Recovery of angular scattering profiles through a flexible multimode fiber

Abstract

Endoscopic angle-resolved light scattering methods have been developed for early cancer detection but they typically require multi-element coherent fiber optic bundles to recover scattering distributions from tissues. Recent work has focused on using a single multimode fiber (MMF) to measure angle resolved scattering but this approach has practical limitations to overcome before clinical translation. Here we address these limitations by proposing an MMF-based endoscope capable of measuring angular scattering patterns suitable for determining structure. Significantly, this approach implements a spectrally resolved detection scheme to reduce speckle and leverages the azimuthal symmetry of the angular scattering patterns to enable measurements that are robust to fiber bending. This results in a unique method that does not require matrix inversion or machine learning to measure a transmitted scattering distribution. The MMF utilized here is 1000 mm in length with a 200 µm core and is demonstrated to recover angular scattering distributions even with bending displacements of up to 30 cm.
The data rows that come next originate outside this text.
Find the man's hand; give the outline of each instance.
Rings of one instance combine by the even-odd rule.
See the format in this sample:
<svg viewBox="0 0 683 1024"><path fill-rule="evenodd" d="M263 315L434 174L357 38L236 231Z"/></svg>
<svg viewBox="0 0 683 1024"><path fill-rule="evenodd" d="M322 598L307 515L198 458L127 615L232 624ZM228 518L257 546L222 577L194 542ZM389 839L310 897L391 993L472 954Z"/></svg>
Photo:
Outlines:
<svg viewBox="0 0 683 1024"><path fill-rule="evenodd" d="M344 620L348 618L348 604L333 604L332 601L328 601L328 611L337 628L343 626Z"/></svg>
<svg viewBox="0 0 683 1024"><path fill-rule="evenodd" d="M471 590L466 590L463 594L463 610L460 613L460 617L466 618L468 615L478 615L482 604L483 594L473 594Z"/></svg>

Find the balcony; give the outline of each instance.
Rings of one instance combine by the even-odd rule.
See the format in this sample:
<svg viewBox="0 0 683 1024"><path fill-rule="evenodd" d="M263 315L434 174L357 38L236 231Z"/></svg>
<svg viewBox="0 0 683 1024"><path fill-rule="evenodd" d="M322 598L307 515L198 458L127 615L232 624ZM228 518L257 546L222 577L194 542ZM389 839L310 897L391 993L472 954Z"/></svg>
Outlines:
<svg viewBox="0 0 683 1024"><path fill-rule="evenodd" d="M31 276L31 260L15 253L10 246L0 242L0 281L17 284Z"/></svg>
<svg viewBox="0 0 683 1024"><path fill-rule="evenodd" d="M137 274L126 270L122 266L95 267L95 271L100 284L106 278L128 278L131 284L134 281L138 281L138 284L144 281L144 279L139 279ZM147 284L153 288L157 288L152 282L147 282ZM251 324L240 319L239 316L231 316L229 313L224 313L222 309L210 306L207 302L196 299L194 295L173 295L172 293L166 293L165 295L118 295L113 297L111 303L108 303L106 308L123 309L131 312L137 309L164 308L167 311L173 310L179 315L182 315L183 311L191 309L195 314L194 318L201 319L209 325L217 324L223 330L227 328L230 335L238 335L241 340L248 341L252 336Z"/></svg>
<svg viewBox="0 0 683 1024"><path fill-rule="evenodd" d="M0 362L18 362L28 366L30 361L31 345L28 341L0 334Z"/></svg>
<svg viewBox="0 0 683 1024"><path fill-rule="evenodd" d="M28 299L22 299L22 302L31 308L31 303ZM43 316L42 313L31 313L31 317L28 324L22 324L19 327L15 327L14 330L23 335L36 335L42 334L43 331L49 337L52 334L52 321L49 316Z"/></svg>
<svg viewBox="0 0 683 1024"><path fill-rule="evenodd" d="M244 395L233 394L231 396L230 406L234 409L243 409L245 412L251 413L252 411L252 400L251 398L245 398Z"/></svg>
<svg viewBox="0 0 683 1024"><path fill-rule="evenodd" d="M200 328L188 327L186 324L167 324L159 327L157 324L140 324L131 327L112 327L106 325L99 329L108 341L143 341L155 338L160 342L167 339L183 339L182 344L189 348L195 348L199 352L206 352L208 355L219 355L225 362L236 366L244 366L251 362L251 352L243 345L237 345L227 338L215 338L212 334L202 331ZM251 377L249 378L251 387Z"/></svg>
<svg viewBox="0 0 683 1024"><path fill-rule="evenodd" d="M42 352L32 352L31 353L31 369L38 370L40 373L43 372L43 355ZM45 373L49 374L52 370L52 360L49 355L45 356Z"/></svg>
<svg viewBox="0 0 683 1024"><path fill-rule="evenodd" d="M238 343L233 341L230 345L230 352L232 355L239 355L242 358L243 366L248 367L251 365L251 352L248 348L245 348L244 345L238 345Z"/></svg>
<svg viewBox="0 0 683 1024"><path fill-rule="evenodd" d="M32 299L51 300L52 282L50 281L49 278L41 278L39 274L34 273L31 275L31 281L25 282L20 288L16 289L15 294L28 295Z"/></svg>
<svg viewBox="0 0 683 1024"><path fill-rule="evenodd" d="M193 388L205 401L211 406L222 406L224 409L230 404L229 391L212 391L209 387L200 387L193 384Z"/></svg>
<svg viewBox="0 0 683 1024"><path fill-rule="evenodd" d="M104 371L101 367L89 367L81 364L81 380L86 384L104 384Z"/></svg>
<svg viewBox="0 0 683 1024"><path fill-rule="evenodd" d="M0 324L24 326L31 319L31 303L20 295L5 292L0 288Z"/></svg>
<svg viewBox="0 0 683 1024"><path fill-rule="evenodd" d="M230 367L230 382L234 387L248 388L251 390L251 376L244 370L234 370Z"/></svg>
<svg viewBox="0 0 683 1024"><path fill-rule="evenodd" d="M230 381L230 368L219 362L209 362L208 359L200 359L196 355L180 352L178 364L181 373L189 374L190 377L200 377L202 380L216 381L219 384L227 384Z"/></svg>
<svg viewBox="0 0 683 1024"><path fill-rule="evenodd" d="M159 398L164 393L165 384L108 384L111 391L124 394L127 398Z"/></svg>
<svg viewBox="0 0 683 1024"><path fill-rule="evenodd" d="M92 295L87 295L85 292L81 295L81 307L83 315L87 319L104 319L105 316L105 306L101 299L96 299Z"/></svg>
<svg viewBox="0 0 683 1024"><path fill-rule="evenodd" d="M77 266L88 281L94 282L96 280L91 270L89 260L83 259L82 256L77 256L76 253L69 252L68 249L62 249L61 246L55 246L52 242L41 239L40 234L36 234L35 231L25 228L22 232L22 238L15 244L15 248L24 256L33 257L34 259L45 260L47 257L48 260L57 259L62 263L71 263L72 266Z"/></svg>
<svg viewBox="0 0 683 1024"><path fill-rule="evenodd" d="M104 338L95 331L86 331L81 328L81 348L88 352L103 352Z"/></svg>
This advance has a significant impact on the clinical translation of biomedical endoscopic diagnostic techniques that use angular scattering to determine the size of cell nuclei to detect early cancer.

Fig. 1.

(Left) Instrumentation setup for reconstructing angular scattering profiles with spectroscopic information through a single MMF. The gavlo-mirror is scanned along the x-dimension and the beam is imaged through the imaging spectrometer sequentially, and reconstruction methods are used to fully obtain the total three-dimensional information of the beam, including the spatial and the spectroscopic information. This system is designed to operate in two modes, where backscattered light from a sample or digital micromirror device (DMD) is transmitted through the MMF. OBJ: Objective lens. BS: Beam Splitter. (Right) Schematic of the detection scheme, illustrating how the galvanometer scans the received angular distribution across the entrance slit of the spectrometer (adapted from [28]).

Fig. 2.

Image processing pipeline for recovering the 1D scattering profile from scattering phantoms of size 10µm in a mixture of water and glycerol (n = 1.36). The full beam profile including the spectroscopic information is first acquired using the galvo-mirror and the imaging spectrometer. The reconstructed beam profiles are then normalized, averaged, radially integrated and polynomial subtracted to form the 1D scattering profile, shown as the red curve on the right figure. This profile is then compared to the profiles generated using Mie theory to find the best fit based on χ² analysis, shown as the blue curve on the right figure.

Fig. 3.

Mie fitting results of scattering phantoms with size 4.0 µm, 6.0 µm and 10.1 µm in air. The red curves correspond to the reconstructed 1D angular scattering profile, and the blue curve corresponds to the Mie fitting results based on χ2 analysis. Note that the difference in scattering distribution for the 10.1 µm beads compared to Fig. 2 is due to the difference in the surrounding medium refractive index.

Fig. 4.

Calibration curve demonstrating scattering size measurement capability of the system. The red symbols correspond to the analyzed sizes from the scattering phantoms with polystyrene microspheres in air, and the blue symbols correspond to the determined sizes from the scattering phantoms with microspheres in a mixture of water and glycerol. The error bar indicates the variability in fitting across 5 different measurements. The criteria for subwavelength accuracy is shown as the light blue region bounded by the two dashed lines.

Fig. 5.

Displacement of multimode fiber during measurements of scattering distribution (up to 30 cm).

Fig. 6.

Calibration curve demonstrating generalizability across measurements with fiber bending. The red symbols correspond to the analyzed sizes from the scattering phantoms with polystyrene microspheres in air, and the blue symbols correspond to the determined sizes from the scattering phantoms with microspheres in a mixture of water and glycerol. The error bar indicates the variability in fitting across 5 different measurements. The criteria for subwavelength accuracy is shown as the light blue region bounded by the two dashed lines.